Maka, jika dikatakan:

Ketika tiupan sangkakala (terompet) ditiup, apakah roh tetap hidup seperti adanya ataukah mati kemudian hidup kembali? Dikatakan bahwa Allah berfirman: "Dan ditiuplah sangkakala, maka matilah semua yang di langit dan yang di bumi kecuali siapa yang dikehendaki Allah" (QS. Az-Zumar: 68).

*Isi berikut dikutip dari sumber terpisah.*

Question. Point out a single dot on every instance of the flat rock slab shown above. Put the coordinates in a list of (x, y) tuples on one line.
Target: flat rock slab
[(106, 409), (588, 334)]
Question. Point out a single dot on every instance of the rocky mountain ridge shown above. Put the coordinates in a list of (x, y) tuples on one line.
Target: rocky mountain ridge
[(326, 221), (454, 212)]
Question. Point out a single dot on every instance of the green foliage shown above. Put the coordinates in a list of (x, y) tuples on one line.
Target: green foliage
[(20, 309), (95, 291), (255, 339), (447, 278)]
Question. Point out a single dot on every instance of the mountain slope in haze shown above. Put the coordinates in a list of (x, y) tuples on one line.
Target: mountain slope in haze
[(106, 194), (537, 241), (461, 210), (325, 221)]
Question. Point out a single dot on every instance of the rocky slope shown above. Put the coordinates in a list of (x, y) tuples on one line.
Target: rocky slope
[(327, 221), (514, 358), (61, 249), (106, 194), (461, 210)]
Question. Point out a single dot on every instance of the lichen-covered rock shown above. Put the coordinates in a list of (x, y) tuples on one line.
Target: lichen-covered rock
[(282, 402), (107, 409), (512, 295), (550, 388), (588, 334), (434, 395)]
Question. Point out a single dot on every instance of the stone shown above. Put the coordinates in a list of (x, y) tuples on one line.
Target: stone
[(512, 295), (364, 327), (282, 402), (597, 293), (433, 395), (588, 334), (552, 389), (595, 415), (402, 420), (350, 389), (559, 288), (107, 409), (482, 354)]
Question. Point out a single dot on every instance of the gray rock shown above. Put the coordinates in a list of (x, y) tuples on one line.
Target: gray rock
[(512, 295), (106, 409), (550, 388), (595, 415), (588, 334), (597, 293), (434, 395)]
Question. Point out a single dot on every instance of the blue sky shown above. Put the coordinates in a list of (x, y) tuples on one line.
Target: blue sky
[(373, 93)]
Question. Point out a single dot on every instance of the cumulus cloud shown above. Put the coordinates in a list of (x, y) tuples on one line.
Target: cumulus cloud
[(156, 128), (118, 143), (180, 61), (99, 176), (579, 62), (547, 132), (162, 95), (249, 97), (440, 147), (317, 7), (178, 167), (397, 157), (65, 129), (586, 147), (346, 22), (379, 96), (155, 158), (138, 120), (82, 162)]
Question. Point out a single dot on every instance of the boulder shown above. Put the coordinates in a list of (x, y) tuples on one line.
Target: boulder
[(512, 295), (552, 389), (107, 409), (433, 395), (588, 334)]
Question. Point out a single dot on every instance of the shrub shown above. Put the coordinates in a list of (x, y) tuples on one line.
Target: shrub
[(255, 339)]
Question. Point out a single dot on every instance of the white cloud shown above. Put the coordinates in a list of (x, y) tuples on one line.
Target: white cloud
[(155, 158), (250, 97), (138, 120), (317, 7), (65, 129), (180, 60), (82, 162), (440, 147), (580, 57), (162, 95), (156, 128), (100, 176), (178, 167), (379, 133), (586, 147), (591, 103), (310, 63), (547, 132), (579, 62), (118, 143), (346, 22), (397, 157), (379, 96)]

Maka, Allah mengecualikan sebagian dari mereka yang ada di langit dan di bumi dari kematian ini.

 

 

 

فَقِيلَ: هُمْ الشُّهَدَاءُ؛ هَذَا قَوْلُ أَبِي هُرَيْرَةَ، وَابْنِ عَبَّاسٍ، وَسَعِيدِ بْنِ جُبَيْرٍ.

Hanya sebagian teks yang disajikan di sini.